Years later, Raja works as a club waiter and part-time boxer to support Vijay’s college education. Lakshmi, now an adoptive mother, raises Geetha, a singer who performs at the same club as Raja. Vijay falls in love with his classmate Chithra, unaware that she is Muthayya’s daughter. Meanwhile, Raja and Geetha develop feelings for each other, but Prem – Vedagiri’s son and the club’s new co-owner – also pursues Geetha.

Rajavelu and Vedagiri have grown wealthy and now serve a mysterious and powerful criminal known as Don. When Rajavelu visits the club, Raja recognizes him and begins to investigate. His pursuit leads him to Don, who, to Raja’s shock, turns out to be his long-lost father, Ramanathan.

Raja also reconnects with his childhood friend Vasanth, Rajavelu’s son and another co-owner of the club. As the situation grows more complex, Vasanth falls in love with Geetha, further complicating the love triangle.

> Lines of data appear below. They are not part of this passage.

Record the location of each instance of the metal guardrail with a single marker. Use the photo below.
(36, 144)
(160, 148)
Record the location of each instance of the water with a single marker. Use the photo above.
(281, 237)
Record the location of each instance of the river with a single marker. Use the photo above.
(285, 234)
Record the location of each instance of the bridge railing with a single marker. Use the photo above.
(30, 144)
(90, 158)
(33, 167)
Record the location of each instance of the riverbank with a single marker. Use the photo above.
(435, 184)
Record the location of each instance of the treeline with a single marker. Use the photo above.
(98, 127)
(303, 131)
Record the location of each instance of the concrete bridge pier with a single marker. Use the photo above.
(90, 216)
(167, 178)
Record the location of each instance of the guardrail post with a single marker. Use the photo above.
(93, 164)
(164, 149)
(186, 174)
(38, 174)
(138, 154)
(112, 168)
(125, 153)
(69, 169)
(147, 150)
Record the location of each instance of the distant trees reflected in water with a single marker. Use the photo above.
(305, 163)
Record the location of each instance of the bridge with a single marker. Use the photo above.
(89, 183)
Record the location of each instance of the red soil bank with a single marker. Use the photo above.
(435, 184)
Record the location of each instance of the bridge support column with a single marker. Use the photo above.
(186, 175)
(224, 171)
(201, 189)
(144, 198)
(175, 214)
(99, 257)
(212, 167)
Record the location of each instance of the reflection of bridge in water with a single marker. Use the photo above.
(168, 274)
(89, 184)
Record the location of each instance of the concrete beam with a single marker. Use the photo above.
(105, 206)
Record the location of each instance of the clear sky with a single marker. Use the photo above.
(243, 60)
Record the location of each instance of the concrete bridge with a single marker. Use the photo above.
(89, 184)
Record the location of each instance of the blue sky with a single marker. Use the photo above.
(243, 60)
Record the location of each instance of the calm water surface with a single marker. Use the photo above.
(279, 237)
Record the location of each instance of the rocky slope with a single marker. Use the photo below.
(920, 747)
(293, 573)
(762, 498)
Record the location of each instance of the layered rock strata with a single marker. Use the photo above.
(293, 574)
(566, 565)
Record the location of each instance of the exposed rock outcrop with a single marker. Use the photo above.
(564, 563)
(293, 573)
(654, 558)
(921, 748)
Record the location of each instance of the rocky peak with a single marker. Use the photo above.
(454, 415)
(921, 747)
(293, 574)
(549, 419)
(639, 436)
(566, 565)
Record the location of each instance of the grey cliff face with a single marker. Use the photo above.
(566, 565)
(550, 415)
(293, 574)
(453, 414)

Now, Raja must unravel the tangled web of relationships, reunite his scattered family, and bring Rajavelu, Vedagiri, and the criminals to justice.

== Soundtrack ==
The music was composed by M. S. Viswanathan, with lyrics by Vaali.

| Song | Singers |
|---|---|
| "Raathiri Nilavil" | Vani Jairam |
| "Adi Naan Vangi Vandaenadi" | S. P. Balasubrahmanyam, S. Janaki |
| "Vaarthtai Naanadi Kannamma" | T. M. Soundararajan, Vani Jairam |
| "Ithu Aanandham Vilaiyaadum Veedu" | T. M. Soundararajan, P. Susheela |
| "Sollappur Raja Sollappur Rani" | T. M. Soundararajan, Malaysia Vasudevan, P. Susheela, S. P. Sailaja |
| "Mangalyam Thavazhum" | T. M. Soundararajan |
| "Unnai Than Kumbitten" | T. M. Soundararajan, S. P. Balasubrahmanyam |

== Reception ==
Jayamanmadhan of Kalki wrote Rajendran makes us feel as we watch the film in fatigue wondering if it is for 18 reels and we are surprised that the film ends too quickly.